The Republic of Finland (Suomen tasavalta) is a country in northwestern Europe on the Baltic Sea. Finland is one of Europe’s most northerly countries, with about one-third of its area lying north of the Arctic Circle.
The earliest traces of human habitation in Finland date from about 8000 BC, when the most recent of the Ice Ages was retreating. These ancient hunters and gatherers probably arrived from the east. Pottery making characterized another type of Stone Age culture, starting around 3000 BC, known as the Comb-Ceramic; its practitioners were of a different origin. The succeeding Battle-Ax culture (1800-1600 BC) may have been brought to Finland by an Indo-European people from a more southerly Baltic region. These people were able navigators and also introduced agriculture. A merger of the Battle-Ax people and the previous dwellers resulted in the so-called Kiukainen culture (1600-1200 BC).
During the age of the Vikings the Finns became exposed to both eastern and western influences. Vikings from Sweden colonized the Åland Islands in the 6th century as a base for their journeys of pillage and trade into Russia as far south as the Black Sea. Although they did not actually participate in these Viking expeditions, the Finns benefited by the growing contact and the establishment of trading colonies in their country by merchants from Sweden and the island of Gotland. At the end of the 11th century 3 Finnish tribes had spread as far north as the 62nd parallel: the Finns proper in the southwest, the Tavastians in the interior lake district, and the Karelians to the east. The Saami were also living in the wilderness to the north. No unified government or state existed.
Finland has a highly industrialized, largely free-market economy, with per capita output roughly that of the UK, France, Germany, and Italy. Its key economic sector is manufacturing - principally the wood, metals, engineering, telecommunications, and electronics industries. Trade is important, with exports equaling one-third of GDP. Except for timber and several minerals, Finland depends on imports of raw materials, energy, and some components for manufactured goods. Because of the climate, agricultural development is limited to maintaining self-sufficiency in basic products. Forestry, an important export earner, provides a secondary occupation for the rural population. Rapidly increasing integration with Western Europe - Finland was one of the 12 countries joining the European Economic and Monetary Union (EMU) - will dominate the economic picture over the next several years.
Population: 5,2 million (July 2004 est.), concentrated on small southwestern coastal plain.
Religions: Evangelical Lutheran 89%, Russian Orthodox 1%, none 9%, other 1%.

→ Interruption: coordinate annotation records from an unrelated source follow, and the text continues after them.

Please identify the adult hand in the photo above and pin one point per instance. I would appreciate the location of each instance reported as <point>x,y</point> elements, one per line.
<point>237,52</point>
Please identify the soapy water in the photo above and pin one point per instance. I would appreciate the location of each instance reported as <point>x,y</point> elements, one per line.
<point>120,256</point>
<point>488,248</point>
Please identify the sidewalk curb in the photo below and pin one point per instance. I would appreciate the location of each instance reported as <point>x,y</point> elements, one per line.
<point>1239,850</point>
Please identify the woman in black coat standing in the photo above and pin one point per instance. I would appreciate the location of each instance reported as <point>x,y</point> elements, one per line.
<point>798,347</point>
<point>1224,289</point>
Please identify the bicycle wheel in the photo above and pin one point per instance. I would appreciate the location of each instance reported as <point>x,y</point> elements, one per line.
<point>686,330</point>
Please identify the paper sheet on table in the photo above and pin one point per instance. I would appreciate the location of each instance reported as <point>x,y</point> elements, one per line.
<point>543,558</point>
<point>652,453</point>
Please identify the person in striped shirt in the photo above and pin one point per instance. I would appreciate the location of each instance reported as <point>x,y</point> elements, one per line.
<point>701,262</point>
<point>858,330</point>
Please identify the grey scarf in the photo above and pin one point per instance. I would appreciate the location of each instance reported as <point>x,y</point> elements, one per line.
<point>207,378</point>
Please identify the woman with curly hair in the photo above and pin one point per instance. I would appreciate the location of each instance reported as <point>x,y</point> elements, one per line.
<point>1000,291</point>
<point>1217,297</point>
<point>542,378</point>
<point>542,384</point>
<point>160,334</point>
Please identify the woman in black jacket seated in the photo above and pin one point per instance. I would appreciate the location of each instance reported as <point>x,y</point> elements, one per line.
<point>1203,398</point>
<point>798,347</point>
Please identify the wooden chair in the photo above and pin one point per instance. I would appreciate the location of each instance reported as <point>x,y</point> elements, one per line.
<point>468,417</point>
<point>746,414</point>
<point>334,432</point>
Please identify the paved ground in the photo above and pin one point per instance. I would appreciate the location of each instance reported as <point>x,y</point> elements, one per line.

Ethnic groups: Finn 93%, Swede 6%, Sami 0.11%, Roma 0.12%, Tatar 0.02%.
Language: Finnish 93.4% (official), Swedish 5.9% (official), small Sami- and Russian-speaking minorities .
Nationality: noun: Finn(s), adjective: Finnish.
Country name: Republic of Finland (local: Suomen Tasavalta).
Capital: Helsinki. It is northernmost national capital on European continent.
Government type: republic.
Administrative divisions: 6 provinces (laanit, singular - laani); Aland, Etela-Suomen Laani, Ita-Suomen Laani, Lansi-Suomen Laani, Lappi, Oulun Laani.
Terrain: mostly low, flat to rolling plains interspersed with lakes and low hills .
Total area: 337,030 km².
Coastline: 1,126 km (excludes islands and coastal indentations).
Highest point: Halti 1,328 m.
Climate: cold temperate; potentially subarctic but comparatively mild because of moderating influence of the North Atlantic Current, Baltic Sea, and more than 60,000 lakes.
Ports and harbors: Hamina, Helsinki, Kokkola, Kotka, Loviisa, Oulu, Pori, Rauma, Turku, Uusikaupunki, Varkaus.